17. The method according to claim 16, wherein the CBT-I server includes an analytics module configured to process physiological, behavioural and/or environmental data received from the patient app and CBT-I parameters received from the clinician application and generate a CBT-I regime that selectively delivers one or more of the CBT-I modules on the patient app.

18. The method according to claim 16, wherein the one or more wearable devices each include one or more sensory actuators, one of more of which are activated by the one or more of the CBT-I modules during their delivery.

19. The method according to claim 18, wherein the one of more wearable devices and/or the patient app includes an acknowledgement module through which the patient acknowledges an activation of one or more sensory actuators.

20. The method according to claim 18, wherein an activation of one or more sensory activators triggers a prompt to the patient on the patient app to enter a cognitive input into the patient app relevant to an event to which the activation of the one or more sensory activators relates.

21. The method according to claim 20, wherein activation of the one or more sensory activators is to awaken the patient and wherein the cognitive input relates to a quality and/or quantity of sleep that the patient experienced before being awakened.

22. The method according to claim 21, wherein activation of the one or more sensory activators is to deliver a sleep-restriction prompt to the patient and wherein the cognitive input relates to whether the patient is awake.

23. The method according to claim 16, wherein the one or more sensors are configured to detect the patient experiencing a hyperarousal event by monitoring changes in physiological data relative to a baseline, the patient app being configured, upon the detection of the hyperarousal event, to deliver a CBT-module to the patient that is selected to respond to the hyperarousal event.

24. The method according to claim 16, wherein the one or more sensors are configured to measure a quantity of light exposure to the patient, the patient app being configured to communicate light exposure measurements to the CBT-I server for on-communication to the clinician application.

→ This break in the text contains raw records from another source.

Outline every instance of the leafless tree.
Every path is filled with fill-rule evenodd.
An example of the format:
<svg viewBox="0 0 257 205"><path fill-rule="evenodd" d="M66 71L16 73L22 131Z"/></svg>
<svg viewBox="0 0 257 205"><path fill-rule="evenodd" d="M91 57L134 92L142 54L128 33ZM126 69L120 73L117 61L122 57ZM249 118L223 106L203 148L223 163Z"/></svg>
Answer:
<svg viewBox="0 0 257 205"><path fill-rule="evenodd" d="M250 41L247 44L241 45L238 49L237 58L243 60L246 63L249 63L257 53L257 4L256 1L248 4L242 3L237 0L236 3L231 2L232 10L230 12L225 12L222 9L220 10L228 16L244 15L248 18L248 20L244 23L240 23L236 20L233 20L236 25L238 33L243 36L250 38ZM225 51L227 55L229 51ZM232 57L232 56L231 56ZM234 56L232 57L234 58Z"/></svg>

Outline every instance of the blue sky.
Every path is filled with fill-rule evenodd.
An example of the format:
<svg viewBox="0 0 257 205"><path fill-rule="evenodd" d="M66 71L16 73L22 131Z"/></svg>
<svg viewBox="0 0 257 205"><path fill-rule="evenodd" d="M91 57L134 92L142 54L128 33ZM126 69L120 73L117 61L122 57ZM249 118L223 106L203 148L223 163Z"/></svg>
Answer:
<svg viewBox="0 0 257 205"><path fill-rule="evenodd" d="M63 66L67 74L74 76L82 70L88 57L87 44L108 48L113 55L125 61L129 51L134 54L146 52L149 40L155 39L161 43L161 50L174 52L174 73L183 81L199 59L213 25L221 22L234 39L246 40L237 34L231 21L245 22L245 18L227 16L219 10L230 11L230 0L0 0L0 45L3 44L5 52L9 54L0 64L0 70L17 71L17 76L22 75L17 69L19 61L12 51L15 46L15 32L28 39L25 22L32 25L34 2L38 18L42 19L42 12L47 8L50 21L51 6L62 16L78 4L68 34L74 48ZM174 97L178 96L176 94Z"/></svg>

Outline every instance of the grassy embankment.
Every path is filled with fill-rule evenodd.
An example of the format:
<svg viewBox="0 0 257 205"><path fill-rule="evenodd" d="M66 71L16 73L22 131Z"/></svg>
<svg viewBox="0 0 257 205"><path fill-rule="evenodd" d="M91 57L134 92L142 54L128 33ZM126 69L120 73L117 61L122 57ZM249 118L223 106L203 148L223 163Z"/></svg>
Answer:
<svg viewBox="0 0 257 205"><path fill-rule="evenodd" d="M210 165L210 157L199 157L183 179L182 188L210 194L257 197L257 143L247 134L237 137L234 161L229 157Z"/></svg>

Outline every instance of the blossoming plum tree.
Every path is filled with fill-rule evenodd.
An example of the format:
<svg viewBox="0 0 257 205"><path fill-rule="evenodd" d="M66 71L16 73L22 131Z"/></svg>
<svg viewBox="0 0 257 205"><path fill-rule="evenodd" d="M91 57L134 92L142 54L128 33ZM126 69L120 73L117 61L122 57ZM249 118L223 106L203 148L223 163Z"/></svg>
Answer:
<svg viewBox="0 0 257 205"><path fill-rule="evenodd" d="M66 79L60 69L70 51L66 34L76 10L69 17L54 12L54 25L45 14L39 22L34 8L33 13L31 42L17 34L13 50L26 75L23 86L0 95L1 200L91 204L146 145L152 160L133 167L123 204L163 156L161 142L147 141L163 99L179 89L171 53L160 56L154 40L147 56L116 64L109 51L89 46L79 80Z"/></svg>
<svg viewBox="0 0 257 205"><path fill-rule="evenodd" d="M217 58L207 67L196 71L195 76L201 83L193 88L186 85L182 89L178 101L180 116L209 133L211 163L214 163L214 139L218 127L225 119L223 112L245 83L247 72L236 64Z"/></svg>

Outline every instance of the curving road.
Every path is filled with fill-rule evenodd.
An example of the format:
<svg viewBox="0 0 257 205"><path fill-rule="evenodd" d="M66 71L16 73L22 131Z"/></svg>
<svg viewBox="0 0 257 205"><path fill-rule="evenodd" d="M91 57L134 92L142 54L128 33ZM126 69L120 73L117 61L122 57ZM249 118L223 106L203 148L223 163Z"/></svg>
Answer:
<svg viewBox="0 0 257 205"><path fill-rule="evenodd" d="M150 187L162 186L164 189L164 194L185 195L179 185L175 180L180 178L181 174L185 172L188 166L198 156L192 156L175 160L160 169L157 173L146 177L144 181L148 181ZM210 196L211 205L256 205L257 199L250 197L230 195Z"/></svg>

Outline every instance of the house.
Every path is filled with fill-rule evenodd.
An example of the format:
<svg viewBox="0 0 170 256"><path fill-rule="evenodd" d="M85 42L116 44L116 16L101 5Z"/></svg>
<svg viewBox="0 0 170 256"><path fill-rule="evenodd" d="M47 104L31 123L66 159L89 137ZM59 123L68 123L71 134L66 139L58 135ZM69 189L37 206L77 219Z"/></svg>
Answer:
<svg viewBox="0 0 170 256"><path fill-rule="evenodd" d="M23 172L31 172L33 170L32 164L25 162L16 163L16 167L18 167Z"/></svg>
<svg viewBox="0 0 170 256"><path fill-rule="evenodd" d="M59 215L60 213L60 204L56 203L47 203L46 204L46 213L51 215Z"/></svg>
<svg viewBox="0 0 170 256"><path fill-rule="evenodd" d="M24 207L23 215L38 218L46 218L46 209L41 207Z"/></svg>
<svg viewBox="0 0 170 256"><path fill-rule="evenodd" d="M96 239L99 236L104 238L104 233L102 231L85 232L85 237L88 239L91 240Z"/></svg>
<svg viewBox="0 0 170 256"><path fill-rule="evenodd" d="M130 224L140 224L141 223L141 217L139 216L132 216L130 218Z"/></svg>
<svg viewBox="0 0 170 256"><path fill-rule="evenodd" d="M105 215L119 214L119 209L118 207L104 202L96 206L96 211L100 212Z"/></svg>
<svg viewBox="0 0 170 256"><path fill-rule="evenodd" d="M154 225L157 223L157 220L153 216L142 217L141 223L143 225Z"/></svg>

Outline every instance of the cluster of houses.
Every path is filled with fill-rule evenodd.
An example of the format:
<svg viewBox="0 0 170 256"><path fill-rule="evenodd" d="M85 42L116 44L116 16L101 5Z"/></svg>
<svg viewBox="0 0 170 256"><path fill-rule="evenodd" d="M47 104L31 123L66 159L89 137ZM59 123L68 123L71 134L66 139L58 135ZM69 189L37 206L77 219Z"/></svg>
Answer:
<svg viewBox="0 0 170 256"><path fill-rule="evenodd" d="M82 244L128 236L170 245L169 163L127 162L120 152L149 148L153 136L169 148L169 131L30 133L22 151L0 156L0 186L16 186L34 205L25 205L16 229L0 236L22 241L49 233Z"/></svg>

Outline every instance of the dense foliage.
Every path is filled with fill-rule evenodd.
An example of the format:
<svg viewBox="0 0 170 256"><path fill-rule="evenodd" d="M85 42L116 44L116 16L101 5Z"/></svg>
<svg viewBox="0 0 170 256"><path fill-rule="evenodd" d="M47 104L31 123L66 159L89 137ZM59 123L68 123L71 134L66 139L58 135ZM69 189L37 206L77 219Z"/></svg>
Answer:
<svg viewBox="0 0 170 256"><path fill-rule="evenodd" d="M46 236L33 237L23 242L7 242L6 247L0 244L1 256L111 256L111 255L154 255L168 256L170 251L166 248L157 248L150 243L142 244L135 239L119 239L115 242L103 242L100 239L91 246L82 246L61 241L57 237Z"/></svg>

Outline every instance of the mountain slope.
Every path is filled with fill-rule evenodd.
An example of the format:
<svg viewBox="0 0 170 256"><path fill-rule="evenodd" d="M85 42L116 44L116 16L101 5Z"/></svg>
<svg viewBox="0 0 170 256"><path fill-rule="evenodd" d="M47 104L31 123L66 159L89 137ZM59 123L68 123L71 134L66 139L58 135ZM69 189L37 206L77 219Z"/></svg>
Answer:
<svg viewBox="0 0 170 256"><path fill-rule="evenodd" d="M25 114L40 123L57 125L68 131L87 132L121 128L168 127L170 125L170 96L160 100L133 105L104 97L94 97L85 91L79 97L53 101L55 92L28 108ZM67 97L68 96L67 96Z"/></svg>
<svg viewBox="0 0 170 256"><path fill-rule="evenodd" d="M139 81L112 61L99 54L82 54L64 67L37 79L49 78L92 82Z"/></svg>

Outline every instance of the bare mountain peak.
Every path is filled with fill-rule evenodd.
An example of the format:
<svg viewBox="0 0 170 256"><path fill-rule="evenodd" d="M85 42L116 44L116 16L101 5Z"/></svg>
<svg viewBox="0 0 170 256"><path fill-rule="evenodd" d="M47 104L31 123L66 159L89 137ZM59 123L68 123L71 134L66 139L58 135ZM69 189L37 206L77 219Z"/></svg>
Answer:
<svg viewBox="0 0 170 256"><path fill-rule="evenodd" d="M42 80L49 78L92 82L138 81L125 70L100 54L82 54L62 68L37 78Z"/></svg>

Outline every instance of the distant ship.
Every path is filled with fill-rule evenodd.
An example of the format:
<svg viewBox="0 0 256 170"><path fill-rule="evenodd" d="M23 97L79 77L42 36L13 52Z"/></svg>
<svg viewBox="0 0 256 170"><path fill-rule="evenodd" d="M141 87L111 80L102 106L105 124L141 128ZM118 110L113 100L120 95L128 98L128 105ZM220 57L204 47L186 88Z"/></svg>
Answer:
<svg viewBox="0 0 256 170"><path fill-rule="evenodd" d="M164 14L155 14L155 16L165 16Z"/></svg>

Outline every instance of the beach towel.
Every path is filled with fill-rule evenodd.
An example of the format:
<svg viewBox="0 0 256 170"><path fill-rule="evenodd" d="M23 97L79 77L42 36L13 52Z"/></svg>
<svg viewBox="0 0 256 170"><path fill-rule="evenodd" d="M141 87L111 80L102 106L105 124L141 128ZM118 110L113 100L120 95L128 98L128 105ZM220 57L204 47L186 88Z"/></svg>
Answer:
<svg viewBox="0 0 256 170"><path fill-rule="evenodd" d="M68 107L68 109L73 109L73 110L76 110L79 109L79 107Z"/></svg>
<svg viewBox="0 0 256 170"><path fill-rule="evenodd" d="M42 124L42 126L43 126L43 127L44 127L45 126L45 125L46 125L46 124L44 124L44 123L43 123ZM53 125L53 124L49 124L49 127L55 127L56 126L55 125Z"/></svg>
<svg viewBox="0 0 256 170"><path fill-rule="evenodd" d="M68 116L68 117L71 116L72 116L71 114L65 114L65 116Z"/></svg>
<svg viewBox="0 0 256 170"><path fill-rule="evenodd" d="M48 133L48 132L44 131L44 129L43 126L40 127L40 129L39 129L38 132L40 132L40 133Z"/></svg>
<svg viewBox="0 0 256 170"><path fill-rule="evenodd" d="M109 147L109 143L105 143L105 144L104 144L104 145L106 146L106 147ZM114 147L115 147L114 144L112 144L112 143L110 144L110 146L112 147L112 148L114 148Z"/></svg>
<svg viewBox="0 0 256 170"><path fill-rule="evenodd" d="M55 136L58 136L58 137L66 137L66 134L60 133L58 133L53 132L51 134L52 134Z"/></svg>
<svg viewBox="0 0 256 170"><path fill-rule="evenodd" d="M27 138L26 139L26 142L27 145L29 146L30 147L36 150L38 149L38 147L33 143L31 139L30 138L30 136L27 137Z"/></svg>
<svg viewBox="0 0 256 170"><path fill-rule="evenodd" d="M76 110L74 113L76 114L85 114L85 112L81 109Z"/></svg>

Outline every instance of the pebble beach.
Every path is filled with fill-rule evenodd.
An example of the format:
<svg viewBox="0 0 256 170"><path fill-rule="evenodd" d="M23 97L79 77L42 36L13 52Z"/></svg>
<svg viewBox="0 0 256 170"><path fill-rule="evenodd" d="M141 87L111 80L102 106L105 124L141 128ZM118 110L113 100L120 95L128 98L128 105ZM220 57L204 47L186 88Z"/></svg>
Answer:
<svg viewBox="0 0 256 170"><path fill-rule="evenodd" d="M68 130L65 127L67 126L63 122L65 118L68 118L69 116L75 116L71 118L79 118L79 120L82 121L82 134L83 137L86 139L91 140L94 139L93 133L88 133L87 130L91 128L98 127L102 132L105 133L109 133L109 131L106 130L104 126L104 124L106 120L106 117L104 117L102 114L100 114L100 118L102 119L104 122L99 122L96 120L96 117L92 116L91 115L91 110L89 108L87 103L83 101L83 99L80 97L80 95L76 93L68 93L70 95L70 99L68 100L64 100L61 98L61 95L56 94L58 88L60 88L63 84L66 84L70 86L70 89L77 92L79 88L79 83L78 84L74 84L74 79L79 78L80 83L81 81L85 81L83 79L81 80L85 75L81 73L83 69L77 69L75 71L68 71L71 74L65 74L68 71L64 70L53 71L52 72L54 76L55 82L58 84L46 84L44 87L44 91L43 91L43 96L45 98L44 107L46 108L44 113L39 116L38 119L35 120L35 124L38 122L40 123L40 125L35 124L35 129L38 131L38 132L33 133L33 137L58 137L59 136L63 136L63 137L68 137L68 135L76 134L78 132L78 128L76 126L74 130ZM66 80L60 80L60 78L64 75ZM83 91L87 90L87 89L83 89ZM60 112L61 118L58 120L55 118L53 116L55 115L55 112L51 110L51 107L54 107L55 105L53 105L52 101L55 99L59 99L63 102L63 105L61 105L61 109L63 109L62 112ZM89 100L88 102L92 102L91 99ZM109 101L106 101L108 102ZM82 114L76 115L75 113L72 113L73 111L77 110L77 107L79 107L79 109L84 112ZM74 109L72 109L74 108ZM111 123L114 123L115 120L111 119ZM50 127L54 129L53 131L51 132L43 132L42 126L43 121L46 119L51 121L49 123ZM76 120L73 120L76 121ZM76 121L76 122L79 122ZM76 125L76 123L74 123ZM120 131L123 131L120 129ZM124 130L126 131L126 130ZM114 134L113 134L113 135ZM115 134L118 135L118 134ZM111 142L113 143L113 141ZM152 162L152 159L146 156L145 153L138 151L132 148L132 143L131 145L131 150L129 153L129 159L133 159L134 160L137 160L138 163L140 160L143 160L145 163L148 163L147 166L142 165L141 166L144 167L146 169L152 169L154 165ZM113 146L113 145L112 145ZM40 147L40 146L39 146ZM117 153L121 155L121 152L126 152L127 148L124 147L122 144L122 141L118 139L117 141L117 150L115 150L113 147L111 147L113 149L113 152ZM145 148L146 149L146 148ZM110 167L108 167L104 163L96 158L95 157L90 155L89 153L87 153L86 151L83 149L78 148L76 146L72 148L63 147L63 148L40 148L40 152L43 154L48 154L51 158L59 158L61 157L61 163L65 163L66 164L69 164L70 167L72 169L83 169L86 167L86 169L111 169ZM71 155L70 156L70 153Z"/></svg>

25. The method according to claim 24, wherein the clinician application is configured to process the light exposure measurements by comparing the light exposure measurements to a light exposure goal previously stored at the clinician application or CBT-I server.

26. The method according to claim 17, wherein the patient app includes a diary module configured to receive from the patient, sleep and/or insomnia-related data points, the patient app being configured to communicate the sleep and/or insomnia-related data points to the analytics module for processing to generate the CBT-I regime that selectively delivers the one or more of the CBT-I modules on the patient app.

27. The method according to claim 16, wherein the CBT-I modules include modules for sleep application, sleep restriction, stimulus control, cognitive restructuring, light exposure management, relaxation techniques, goal setting, sleep coaching, sleep schedules and gamified components for delivering gamified cognitive brain training exercises.

28. The method according to claim 16, wherein the one or more sensors include a movement sensor, a respiration sensor for measuring one or more of respiratory rate, respiratory flow, respiratory volume, inspiration and expiration, a temperature sensor, a heart rate sensor, an SPO2 sensor, a galvanic skin response sensor, a light exposure sensor, a sweat sensor and a light sensor.

29. The method according to claim 28, wherein the patient app includes programming to receive sweat data from the sweat sensor and detect and quantify a level of hormone or caffeine present in sweat to which the sweat data pertains.

30. The method according to claim 16, wherein the one or more CBT-I parameters pertinent to the CBT-I received at the clinician application include sleep ability, prescribed time in bed, prescribed time to bed, prescribed time to wake, sleep efficiency and stimulus control methods.